Gone Digital: Help Yourself, Rasputin’s Stash, Macondo, Danny O’Keefe, and The Section
If it’s Tuesday, then it must be time for Gone Digital, our weekly look at five albums in Rhino’s digital catalog that you may not even realize were out there for your listening enjoyment. As ever, the types of music we’ll be covering will be all over the place, but that’s Rhino for you: we’re all about variety!
• Help Yourself, HELP YOURSELF (1971): This British band formed in London in 1970 and recorded their debut album before ever having played a gig, but they soon began making a bit of headway thanks to landing on a tour with Brinsley Schwarz and Ernie Graham, and by the summer of ’71 they were playing the Glastonbury Festival. While the band’s self-titled album wasn’t a smash, Help Yourself did get some attention from tunes like “Running Down Deep” and “Street Songs.”
• Rasputin’s Stash, RASPUTIN’S STASH (1971): Led by Paul Coleman, these funksters came out of Chicago in the early ‘70s and built a cult following that never really translated into major sales figures. As Coleman told the website Wax Poetics, however, “No matter how rough things were, we would always get into it, no matter how tired or sick, we manage to feel it and make it happen. We loved what we did, living for the next gig.”
• Macondo, MACONDO (1972): Originally recorded as a demo for Sergio Mendes, this self-titled album was predominantly the work of Max Uballez, who – as a producer – helmed Cannibal and the Headhunters’ cover of “Land of 1,000 Dances,” a track that Nuggets fans will recognize immediately.
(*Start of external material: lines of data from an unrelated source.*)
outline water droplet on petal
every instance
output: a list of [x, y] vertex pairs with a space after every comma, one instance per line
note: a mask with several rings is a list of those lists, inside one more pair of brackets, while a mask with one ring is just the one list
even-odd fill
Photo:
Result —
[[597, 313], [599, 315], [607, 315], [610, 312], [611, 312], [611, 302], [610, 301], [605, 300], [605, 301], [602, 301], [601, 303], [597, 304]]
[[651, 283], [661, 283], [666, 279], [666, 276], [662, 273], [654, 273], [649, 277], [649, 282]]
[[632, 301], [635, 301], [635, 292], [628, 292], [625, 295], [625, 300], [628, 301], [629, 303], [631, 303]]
Although the songs were mostly recorded in a single take or two at the most, the album offers a great combination of rock ‘n’ roll with a Spanish flair.
• Danny O’Keefe, O’KEEFE (1972): If you know O’Keefe at all, then you’ll know the first song on his Atlantic Records debut, since it was a top-10 hit, but you may also be aware that O’Keefe wrote “The Road” (Jackson Browne), “Magdalena” (Donny Hathaway), and other tunes that are part of the Rhino catalog.
• The Section, THE SECTION (1972): They were often called “The Mellow Mafia,” and not unreasonably, since members Danny Kortchmar, Craig Doerge, Leland Sklar, and Russ Kunkel have played on albums by Carole King, James Taylor, Linda Ronstadt, and others. This was their debut album, and it’s definitely mellow at times, but the material can also rock and even get a little funky, so don’t dismiss it until you’ve heard it for yourself.